Queen's Theatre, London

Deborah Warner's production for the Abbey Theatre of Euripides's Medea, translated and adapted by the late Kenneth McLeish and…

Deborah Warner's production for the Abbey Theatre of Euripides's Medea, translated and adapted by the late Kenneth McLeish and by Frederic Raphael, and the title role played wondrously by Fiona Shaw, won a spontaneous and sustained standing ovation from a West End audience on its opening on Shaftesbury Avenue on Tuesday night. Despite extensive re-casting (of all but Shaw's Medea and Leo Wringer's Aegeus) it is essentially the same as was seen in the Abbey last June. But it has become more assertive, less carefully understated than it was in Dublin, and Shaw's Medea has become significantly less diffident, less overtly house-wifely, than she was.

The production remains steadfastly (perhaps now with more emphatic irony) a strong feminist polemic for the 21st century while remaining true to its roots in the classic Greek tragedy of 431 BC. The chorus here is more clearly and more emphatically participative in the action, its members retaining their individuality, as was the case in the Dublin staging, and not having the problems with the sound balance that was evident in the Abbey. Siobhan McCarthy's nurse is much stronger than was Fiona Bell's in Dublin, and Jonathan Slinger's tutor is more athletically involved with Medea's two doomed children than was Garrett Keogh's. Nurse and tutor between them, in the opening scene, now create more fear and panic over what might be coming later.

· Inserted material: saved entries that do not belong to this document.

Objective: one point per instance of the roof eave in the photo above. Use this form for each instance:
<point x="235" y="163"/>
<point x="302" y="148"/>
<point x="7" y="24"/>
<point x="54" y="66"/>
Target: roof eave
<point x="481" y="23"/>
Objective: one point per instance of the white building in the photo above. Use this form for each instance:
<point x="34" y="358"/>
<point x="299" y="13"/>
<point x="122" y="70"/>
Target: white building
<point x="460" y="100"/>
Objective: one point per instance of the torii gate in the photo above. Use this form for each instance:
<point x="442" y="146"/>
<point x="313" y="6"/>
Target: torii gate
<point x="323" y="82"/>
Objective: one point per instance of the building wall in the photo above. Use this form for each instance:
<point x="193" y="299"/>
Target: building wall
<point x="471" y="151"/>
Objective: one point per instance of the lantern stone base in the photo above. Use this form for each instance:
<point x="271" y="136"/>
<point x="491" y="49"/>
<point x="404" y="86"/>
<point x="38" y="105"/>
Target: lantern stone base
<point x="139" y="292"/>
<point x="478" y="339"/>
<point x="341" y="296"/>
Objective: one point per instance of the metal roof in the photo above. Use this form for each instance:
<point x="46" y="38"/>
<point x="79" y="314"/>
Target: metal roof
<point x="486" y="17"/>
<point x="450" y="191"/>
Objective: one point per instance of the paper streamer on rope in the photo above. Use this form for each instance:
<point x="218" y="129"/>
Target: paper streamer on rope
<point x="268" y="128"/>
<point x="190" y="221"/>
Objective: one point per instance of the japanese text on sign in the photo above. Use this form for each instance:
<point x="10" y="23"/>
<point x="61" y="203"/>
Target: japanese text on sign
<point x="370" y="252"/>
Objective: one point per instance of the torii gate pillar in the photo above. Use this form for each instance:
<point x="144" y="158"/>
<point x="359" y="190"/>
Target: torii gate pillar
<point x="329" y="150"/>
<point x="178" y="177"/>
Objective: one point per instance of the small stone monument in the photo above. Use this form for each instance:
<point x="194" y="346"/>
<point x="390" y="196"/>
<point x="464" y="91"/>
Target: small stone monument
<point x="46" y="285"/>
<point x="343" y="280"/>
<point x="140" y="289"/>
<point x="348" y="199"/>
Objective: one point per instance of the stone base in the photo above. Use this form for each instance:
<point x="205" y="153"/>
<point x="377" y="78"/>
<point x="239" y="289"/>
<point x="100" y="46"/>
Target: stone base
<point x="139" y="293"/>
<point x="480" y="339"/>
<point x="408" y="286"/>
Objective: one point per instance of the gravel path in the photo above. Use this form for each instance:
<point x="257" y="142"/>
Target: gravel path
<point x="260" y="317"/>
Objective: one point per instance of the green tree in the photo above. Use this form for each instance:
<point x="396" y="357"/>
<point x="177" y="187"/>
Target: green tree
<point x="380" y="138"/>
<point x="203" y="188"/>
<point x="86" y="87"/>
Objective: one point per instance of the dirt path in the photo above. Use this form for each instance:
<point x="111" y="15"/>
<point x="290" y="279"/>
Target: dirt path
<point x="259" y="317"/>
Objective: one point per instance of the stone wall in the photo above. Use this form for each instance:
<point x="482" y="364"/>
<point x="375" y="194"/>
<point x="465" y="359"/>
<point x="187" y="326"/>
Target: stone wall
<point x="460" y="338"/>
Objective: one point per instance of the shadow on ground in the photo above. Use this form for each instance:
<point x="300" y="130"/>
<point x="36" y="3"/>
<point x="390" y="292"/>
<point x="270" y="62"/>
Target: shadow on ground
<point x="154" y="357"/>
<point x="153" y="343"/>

Jonathan Cake's Jason is more the silver-tongued philanderer, where Patrick Kane's original Jason was the blustering male exposed in his desertion and personal ambition. But it is just as clear that this wretched man will not escape the terrible vengeance that Shaw's Medea will exact. If this reviewer preferred the overtly "domestic" diffidence evident in the Dublin performance, Shaw's remains one of the bravest, most telling, most physical and most frightening characterisations seen in some 50 years of theatre-going. It can be seen in London for the next 10 weeks and, given that the production now involves Andrew Lloyd Webber's Really Useful Theatre Group as well as Max Weitzenhoffer and Roger Berlind, both of whom have impressive New York credentials, it seems destined to create on Broadway the sensation it has already created in Dublin and London.